If you ever want to feel completely ridiculous about yourself and this culture, just pull everything out of your house, sit it in the front yard and then stand back and look at it.
I know, this isn’t something most people normally do unless they’re in the middle of a home improvement project, which we are. Larry and I have spent the last two weeks painting the walls and laying new flooring. It’s slow going because we’re frugal, frugal here being defined as “too cheap to hire someone to do something we can do ourselves.”
Of course, you can’t paint walls without removing pictures and emptying bookshelves. And you can’t pull up carpet and lay new flooring without removing every single piece of furniture and emptying every single closet. And you can’t do all those things without being faced with the reality of just how much useless stuff a family can accumulate over time.
And you can’t take stock of all the useless stuff you have without feeling a bit uncomfortable - especially if you’re the type of person who prides themselves on not being materialistic - like I do.

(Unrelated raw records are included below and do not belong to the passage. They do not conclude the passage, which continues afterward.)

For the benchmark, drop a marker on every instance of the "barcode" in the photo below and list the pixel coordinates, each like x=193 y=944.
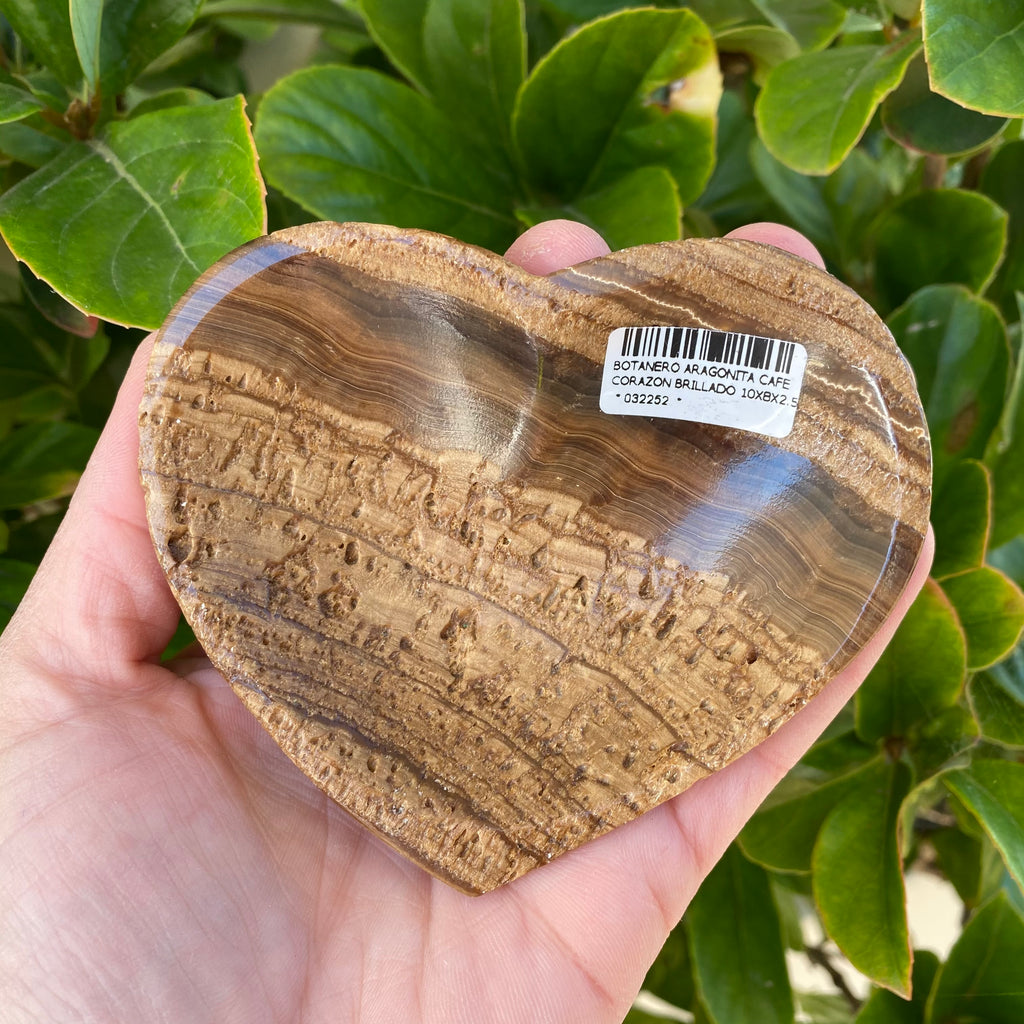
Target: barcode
x=711 y=346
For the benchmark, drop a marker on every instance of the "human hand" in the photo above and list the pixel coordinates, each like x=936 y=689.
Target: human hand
x=162 y=860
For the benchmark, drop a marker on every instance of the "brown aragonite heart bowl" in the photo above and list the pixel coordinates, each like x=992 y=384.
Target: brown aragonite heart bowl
x=496 y=583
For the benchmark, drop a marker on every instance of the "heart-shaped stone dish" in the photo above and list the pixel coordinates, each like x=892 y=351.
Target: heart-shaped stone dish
x=492 y=621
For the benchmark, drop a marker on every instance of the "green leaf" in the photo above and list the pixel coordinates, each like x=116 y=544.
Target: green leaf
x=798 y=196
x=813 y=109
x=43 y=461
x=45 y=29
x=858 y=881
x=640 y=208
x=736 y=945
x=16 y=103
x=884 y=1008
x=993 y=793
x=823 y=1008
x=981 y=979
x=924 y=121
x=781 y=837
x=920 y=674
x=27 y=143
x=122 y=224
x=637 y=88
x=86 y=20
x=765 y=45
x=957 y=346
x=962 y=515
x=117 y=39
x=1000 y=182
x=14 y=580
x=961 y=860
x=328 y=13
x=941 y=742
x=997 y=699
x=671 y=976
x=55 y=308
x=812 y=24
x=1006 y=460
x=398 y=30
x=353 y=144
x=990 y=607
x=470 y=55
x=974 y=53
x=940 y=235
x=168 y=98
x=733 y=195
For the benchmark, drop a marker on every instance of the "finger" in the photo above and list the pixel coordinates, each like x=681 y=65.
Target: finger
x=99 y=603
x=555 y=245
x=780 y=237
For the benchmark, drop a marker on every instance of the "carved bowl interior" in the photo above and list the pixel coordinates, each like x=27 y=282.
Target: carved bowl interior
x=492 y=621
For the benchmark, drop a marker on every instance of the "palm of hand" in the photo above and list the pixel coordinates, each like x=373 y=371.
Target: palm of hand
x=161 y=859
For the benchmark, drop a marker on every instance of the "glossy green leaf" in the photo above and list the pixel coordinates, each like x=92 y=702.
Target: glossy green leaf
x=671 y=976
x=327 y=13
x=45 y=29
x=961 y=860
x=641 y=207
x=638 y=88
x=352 y=144
x=30 y=385
x=14 y=579
x=924 y=121
x=140 y=211
x=921 y=672
x=43 y=461
x=813 y=109
x=940 y=235
x=781 y=837
x=858 y=880
x=765 y=45
x=962 y=514
x=974 y=52
x=957 y=346
x=883 y=1007
x=980 y=983
x=823 y=1008
x=812 y=24
x=943 y=741
x=840 y=750
x=997 y=699
x=54 y=307
x=990 y=607
x=398 y=31
x=86 y=22
x=1006 y=460
x=733 y=195
x=1000 y=181
x=135 y=32
x=736 y=945
x=1009 y=558
x=16 y=103
x=28 y=143
x=470 y=55
x=800 y=197
x=993 y=793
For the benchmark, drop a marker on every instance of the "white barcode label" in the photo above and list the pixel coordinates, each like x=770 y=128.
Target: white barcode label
x=719 y=377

Or like I did before this wake-up call.
Because as much as I wanted to, I couldn't ignore what was sitting there on my lawn. Mount Materialism.
Books I’d already read and won’t read again but couldn’t bring myself to throw away. Shoes that didn’t go with anything but were too cute to part with. More clothing than we could ever wear. Shelves that we didn’t need but - once put on the wall - began to magically fill with collectibles. Magazine holders filled with dusty, neglected magazines. Canister sets that held nothing. More cookware and place settings than is practical, even if we threw regular, huge dinner parties. More linen than we can use, even if we changed every bed in the house twice a day. Stuff that I'd picked up at local thrift stores because it was such a good deal.
And then there were the toys. That was particularly upsetting. Granted, quite a few are gifts from family, but it was disconcerting nonetheless. When I began going through the toy chest, Lucas thought it was Christmas as I pulled out toy after toy he forgot we even had. No less than three elaborate train sets, an avalanche of stuffed animals, literally thousands of matchbox cars. Puzzles, games, electronic learning gadgets, dollhouses, action figures galore.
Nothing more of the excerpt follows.